Breakfast began OK, but only if you count the beginning of breakfast as the time they came running into the kitchen, washed their hands, saw the pancakes and got excited.  After that, things got a little sticky.

For starters, the little bowls my husband had given the girls for syrup-dipping (the syrup-delivery system they had all requested) weren’t up to par — too boring.  Greatest-mother-ever however had a solution: pull out the fancy crystal bowls.  Success, and smiles all around.  I’m happy. They’re happy.  All is good.

Time for the pancakes.  I’m happy.  They’re…not so happy and all is not so good.

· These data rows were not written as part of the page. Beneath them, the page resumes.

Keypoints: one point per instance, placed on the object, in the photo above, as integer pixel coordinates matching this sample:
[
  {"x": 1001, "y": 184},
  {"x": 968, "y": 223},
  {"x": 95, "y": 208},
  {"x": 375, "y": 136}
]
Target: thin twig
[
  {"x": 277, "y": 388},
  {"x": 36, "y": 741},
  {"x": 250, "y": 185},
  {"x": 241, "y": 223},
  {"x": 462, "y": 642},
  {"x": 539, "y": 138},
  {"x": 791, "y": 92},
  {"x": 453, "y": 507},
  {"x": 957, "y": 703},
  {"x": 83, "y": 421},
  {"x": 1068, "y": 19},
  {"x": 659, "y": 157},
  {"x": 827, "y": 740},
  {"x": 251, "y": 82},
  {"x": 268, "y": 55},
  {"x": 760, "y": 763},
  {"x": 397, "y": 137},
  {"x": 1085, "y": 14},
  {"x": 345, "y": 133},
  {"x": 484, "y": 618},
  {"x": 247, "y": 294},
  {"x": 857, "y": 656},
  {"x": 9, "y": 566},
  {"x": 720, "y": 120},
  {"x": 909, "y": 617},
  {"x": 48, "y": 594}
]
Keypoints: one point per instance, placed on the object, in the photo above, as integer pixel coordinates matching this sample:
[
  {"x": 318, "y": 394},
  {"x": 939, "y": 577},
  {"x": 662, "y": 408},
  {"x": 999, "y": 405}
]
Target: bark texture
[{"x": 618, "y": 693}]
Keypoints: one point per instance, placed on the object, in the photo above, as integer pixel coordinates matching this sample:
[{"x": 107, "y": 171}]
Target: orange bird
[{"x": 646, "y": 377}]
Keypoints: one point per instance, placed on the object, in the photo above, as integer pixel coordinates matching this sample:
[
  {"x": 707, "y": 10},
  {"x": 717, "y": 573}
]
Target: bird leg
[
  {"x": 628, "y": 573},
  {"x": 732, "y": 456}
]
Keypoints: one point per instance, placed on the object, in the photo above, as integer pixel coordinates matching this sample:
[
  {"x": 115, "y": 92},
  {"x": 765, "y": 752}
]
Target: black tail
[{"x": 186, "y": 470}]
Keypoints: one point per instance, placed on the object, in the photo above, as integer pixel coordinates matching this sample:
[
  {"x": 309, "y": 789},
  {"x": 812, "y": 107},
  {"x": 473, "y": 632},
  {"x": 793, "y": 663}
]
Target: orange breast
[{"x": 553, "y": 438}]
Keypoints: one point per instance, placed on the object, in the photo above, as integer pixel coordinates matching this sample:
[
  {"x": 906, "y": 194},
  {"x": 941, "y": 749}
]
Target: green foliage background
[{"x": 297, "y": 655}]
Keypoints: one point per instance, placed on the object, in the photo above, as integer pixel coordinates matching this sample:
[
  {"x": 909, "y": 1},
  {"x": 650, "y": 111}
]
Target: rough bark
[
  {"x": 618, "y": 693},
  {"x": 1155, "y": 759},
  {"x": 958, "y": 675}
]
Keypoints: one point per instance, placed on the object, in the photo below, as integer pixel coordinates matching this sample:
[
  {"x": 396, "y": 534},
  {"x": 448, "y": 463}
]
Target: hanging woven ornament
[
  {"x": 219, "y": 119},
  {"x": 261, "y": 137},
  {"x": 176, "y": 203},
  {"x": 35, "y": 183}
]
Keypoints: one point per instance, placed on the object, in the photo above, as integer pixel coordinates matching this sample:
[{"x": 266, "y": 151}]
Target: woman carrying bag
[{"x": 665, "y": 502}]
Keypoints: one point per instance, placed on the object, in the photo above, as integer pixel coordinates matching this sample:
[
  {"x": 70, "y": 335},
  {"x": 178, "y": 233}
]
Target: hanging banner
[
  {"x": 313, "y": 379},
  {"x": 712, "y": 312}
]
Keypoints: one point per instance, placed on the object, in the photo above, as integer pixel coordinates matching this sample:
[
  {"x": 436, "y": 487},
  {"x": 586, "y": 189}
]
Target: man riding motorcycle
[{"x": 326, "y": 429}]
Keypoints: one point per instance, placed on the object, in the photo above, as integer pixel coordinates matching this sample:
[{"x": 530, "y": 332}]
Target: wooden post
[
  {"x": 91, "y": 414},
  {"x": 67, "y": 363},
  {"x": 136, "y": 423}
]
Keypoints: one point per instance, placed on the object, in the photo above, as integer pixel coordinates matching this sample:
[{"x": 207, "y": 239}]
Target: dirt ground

One child took a bite and declared the pancakes “weird.”  Another child took a bite and said she didn’t like bananas. The third child turned every pancake over and over, looking for evidence of its “eatability.”   My daughter, thank goodness, tucked in with gusto.

Now, I’m a pretty good cook and I have to admit, these pancakes weren’t the best I’ve ever made — remember, I too was operating on very little sleep — but they were pretty darn good.  But, I realize not every dish will be a hit with every diner.  What’s more, I had had an inkling this might happen when I considered running the menu by the girls, but then I had thought: who doesn’t like bananas and chocolate chips?

I could see my award slipping from sight.  I frantically began offering alternatives.  Me: How about toast with peanut butter? Them: Yuck. This peanut butter tastes bad. Me: How about some jelly to sweeten it up? Them: Ew, apricot preserves.  Me: Cereal?  Them: Too plain.  Me: Peaches? Them: Disgusting.  Me: Cantaloupe? Them: No.  Me?  One shriveled ego crumpled on the floor.

So maybe I wasn’t the best-mother-ever, but I had tried and I figured that had to count for something. Right? That’s why, when the meal was finally over, I suggested the girls say “thank you,” to which one of the girls replied, perhaps with a tad more honesty than was warranted,  “Thanks for the breakfast which I didn’t eat.”

Enough said.  You can’t show love with food. In fact, trying to do so tripped me up in a couple of predictable ways:  I allowed too many sweets, prepared unhealthy food, offered way too many alternatives.